Can the Coalition succeed? A response to David Marquand

Continuing OK's debate over the future of the Coalition.
Anthony Barnett
Anthony Barnett
17 August 2010

In his recent reflections on the Coalition, David Marquand argued three things but missed out one important factor. He expressed his strong doubts over whether Osborne's economic strategy would work but warned against easy leftist rhetoric suggesting the Coalition is evil as well as stupid in its approach. Second, he praised their 'Big Society" attack on statism and welcomed its implicit republicanism, despite its ambiguities. He saved his harshest words for third: both the Coalition and Labour want to return to "business as usual". What we need instead is a profound rethink of the terms of politics and consumption (and he recognises that here at OK we have been trying to start such a debate, see also the extract Tony Judt agreed we could run from his last book, and our two-front engagement with the central issue of gender equality and revolution and reform).

But there is another, underlying aspect to British politics that the Coalition has to address. Democracies everywhere struggle with the influence of corporate power. But this has come to a head in an acute form in the UK where the traditional legitimacy of the governing class and its code of 'honour' has been undermined (causes: Iraq, the banks, the nature of the EU, etc) and was brought to a head by the expenses scandal. 

How the Coalition responds to this will be hugely important to its success. Will it be be perceived as honest? This question is woven into its economic policies, presented from the start with such catchwords as "fair" and "progressive". Is the 'Big Society' for real? Or is it misleading - in effect a camouflage of centralisation?

The underlying British legitimacy crisis means that the normal margin, usually very large, that permits governments to get away with trickery and hypocrisy, has narrowed. Politics has not 'returned to normal' which in post-imperial Britain was always arguably abnormal. Indeed, the real challenge is whether or not through its reform agenda the Lib Dems can lead the UK into a 'revolution of the normal' (as I suggested, ever hopeful, just before the election).
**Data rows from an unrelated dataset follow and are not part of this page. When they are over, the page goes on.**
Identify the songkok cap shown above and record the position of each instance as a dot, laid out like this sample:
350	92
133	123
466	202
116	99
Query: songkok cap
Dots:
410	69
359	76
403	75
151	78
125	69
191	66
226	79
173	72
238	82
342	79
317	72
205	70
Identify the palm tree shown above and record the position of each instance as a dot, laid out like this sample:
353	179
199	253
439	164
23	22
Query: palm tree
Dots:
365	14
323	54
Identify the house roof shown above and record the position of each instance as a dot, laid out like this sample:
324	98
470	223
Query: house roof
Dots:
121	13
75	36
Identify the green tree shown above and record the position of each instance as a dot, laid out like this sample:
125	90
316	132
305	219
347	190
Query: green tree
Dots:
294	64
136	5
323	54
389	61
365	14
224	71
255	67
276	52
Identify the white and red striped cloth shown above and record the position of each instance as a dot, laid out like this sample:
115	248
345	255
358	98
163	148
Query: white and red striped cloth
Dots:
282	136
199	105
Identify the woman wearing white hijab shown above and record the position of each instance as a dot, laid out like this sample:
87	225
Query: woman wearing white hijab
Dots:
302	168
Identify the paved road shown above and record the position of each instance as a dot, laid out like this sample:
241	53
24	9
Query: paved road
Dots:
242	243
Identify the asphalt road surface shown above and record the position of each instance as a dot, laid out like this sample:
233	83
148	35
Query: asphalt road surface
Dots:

This goes much further than the extremely welcome rollback of the database state and the referendum. It links with the integrity of their economic strategy. It demands a politics for England as well as for a 'Big Society' free of any location. And, as you say, it also involves being honest about what a sustainable society means. While they remain wedded to the preservation of the British settlement, the Coalition is unlikely to succeed on any front and this needs to be added as a fourth element to Marquand's three-part approach.